Smelting industry: jaw crusher is applied widely in metal smelting industries such as aluminum smelting industry, silver smelting industry, lead and zinc smelting industry etc.
Rotary Coal Breaker
This breaker reduces the coal size by impact and also screens out the oversize particles. The breaker consists of a cylindrical drum fitted with perforated plates. The drum rotates at speeds of between 12 and 18rpm. All of the large-size rocks and any tramp material pass along the breaker, being harder or otherwise more resilient to breakdown than the coal, and are subsequently discharged. The coal being softer gets broken and due to reduced size passes through the openings and collected as undersize.
A cone crusher is similar in operation to a gyratory crusher, with less steepness in the crushing chamber and more of a parallel zone between crushing zones. The essential difference is in the short spindle, which is not suspended, but instead supported, in a curved universal bearing located below the gyratory head or 'cone'. As rock enters the top of the cone crusher, it becomes wedged and squeezed between the mantle and the bowl liner or concave. Large pieces of ore are broken once, and then fall to a lower position (because they are now smaller) where they are broken again. This process continues until the pieces are small enough to fall through the narrow opening at the bottom of the crusher.
A roll crusher crushes using compression, with two rolls rotating about a shaft, towards the gap between the rolls. The gap between the rolls is set to the size of product desired, with the realization that the largest feed particle can only be 4 times the gap dimension.
The particles are drawn into the gap between the rolls by their rotating motion and a friction angle formed between the rolls and the particle, called the nip angle. Some major advantages of roll crushers are they give a very fine product size distribution and they produce very little dust or fines.
Coal is probably the largest user of roll crushers, currently, though. Coal plants will use roll crushers, either single roll or double roll, as primary crushers, reducing the ROM coal. Usually, these crushers will have teeth or raised forms on the face of the roll.
Impact crushers use impact rather than pressure to crush material.
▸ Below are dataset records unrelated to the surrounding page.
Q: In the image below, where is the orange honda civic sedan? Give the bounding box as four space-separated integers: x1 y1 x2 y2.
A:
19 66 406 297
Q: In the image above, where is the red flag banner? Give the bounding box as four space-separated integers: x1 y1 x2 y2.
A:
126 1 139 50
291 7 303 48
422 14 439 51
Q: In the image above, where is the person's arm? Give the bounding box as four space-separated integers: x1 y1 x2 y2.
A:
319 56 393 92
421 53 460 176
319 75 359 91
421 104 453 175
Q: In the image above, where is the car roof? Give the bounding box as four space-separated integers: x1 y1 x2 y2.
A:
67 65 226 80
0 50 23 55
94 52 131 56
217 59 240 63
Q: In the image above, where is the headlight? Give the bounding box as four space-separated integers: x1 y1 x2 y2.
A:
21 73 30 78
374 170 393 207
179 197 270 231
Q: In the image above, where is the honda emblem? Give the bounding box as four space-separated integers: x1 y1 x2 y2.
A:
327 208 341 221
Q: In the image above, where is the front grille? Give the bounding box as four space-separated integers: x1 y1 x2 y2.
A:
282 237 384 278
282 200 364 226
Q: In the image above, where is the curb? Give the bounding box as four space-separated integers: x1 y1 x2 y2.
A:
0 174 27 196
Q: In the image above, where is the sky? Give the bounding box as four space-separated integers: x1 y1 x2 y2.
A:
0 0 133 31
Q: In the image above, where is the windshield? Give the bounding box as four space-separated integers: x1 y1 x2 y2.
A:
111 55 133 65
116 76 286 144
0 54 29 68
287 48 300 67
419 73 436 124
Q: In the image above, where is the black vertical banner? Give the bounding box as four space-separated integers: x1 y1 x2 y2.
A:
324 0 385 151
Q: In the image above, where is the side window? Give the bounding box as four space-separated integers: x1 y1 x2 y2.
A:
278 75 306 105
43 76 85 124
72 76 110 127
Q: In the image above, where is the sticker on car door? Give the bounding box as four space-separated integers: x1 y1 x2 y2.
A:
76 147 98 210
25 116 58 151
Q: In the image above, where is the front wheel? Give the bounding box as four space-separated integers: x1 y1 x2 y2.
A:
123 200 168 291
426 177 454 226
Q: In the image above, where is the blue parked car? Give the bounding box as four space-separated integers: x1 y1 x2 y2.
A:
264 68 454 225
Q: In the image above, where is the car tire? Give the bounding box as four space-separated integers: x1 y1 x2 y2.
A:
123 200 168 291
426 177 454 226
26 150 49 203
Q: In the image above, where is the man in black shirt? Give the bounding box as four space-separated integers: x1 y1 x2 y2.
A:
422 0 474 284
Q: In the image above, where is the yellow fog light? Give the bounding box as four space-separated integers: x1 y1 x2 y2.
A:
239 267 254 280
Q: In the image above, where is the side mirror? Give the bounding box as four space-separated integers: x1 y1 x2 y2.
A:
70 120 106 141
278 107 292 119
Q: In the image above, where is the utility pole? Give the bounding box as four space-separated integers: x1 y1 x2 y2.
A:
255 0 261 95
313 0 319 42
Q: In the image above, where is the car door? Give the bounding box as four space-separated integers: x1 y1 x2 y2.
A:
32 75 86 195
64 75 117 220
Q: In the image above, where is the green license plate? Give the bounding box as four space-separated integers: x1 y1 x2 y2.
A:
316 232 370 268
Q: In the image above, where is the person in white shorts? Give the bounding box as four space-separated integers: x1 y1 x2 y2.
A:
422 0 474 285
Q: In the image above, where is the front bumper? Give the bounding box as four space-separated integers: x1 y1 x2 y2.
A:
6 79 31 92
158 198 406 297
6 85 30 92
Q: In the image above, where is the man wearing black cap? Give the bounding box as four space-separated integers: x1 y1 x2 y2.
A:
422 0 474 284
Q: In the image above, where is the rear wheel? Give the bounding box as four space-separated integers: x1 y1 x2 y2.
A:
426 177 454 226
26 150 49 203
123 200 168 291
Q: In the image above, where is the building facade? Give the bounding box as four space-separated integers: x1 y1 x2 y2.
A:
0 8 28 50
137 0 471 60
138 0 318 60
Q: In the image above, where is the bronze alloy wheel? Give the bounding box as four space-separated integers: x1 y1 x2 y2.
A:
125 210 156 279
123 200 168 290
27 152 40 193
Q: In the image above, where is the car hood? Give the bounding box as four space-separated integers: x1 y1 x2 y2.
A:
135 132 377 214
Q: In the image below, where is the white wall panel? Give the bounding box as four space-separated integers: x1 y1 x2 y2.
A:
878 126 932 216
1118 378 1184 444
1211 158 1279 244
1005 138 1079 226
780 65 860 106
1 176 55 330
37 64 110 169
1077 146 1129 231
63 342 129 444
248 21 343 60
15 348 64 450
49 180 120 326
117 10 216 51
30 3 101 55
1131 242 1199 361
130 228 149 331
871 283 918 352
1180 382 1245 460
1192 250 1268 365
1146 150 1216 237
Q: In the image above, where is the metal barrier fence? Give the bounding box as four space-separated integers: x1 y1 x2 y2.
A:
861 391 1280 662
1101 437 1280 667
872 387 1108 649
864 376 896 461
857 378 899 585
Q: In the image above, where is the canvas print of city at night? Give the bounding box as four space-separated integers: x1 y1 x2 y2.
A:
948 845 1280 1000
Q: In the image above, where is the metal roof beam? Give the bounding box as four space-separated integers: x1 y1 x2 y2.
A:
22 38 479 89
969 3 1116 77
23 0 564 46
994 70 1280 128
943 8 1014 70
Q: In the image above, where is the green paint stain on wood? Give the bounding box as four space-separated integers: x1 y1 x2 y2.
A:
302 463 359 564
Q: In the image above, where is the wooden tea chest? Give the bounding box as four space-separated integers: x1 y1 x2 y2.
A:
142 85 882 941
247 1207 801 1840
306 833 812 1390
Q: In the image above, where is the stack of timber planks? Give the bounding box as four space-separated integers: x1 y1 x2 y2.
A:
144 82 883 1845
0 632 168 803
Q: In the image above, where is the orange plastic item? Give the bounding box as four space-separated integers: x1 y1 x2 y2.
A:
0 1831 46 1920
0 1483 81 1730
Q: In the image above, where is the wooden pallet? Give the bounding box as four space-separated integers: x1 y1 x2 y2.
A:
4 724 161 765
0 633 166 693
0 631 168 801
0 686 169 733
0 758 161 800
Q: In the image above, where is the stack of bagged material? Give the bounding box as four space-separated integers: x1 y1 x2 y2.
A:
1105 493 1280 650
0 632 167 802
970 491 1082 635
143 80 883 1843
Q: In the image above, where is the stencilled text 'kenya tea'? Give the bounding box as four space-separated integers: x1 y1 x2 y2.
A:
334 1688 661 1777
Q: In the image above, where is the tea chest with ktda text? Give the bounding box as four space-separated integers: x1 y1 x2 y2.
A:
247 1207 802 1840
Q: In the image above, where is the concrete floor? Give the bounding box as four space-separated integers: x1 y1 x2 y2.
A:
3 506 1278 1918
The material is contained within a cage, with openings of the desired size on the bottom, end, or side to allow pulverized material to escape. This type of crusher is usually used with soft material such as coal, seeds, or soft metallic ores.
A hammer mill crushes material that is friable, by impacting it against a rotating hammer. Then the material is forced against a rugged solid plate called a 'breaker plate' which further degrades the particle size. Finally, the material is forced over a discharge grate by the hammers, where crushed finer particles drop through the discharge grate and larger particles travel around for another crushing cycle, until they fall through the discharge grid.
The hammers are made from manganese steel or, more recently, nodular cast iron, containing chromium carbide, which is extremely abrasion resistant. The breaker plates are made of the same material. The hammers can weigh over 100kg and can work on feed up to 20 cm. The speed of the rotor varies between 500 and 3000rev/min.
There are many other different kind of crushers developed depending upon the ore characteristics and energy requirements such as Gyradisc and Rhodax crushers (special form of cone crushers), Rotary impact mill, Tidco Barmac Crusher, reversible hammer mill etc.
Key variables for a crusher is its open and closed side settings, operating gap for roll crushers, particle nipping angle, resident time for a particle in the crushing chamber and feed size of the particle.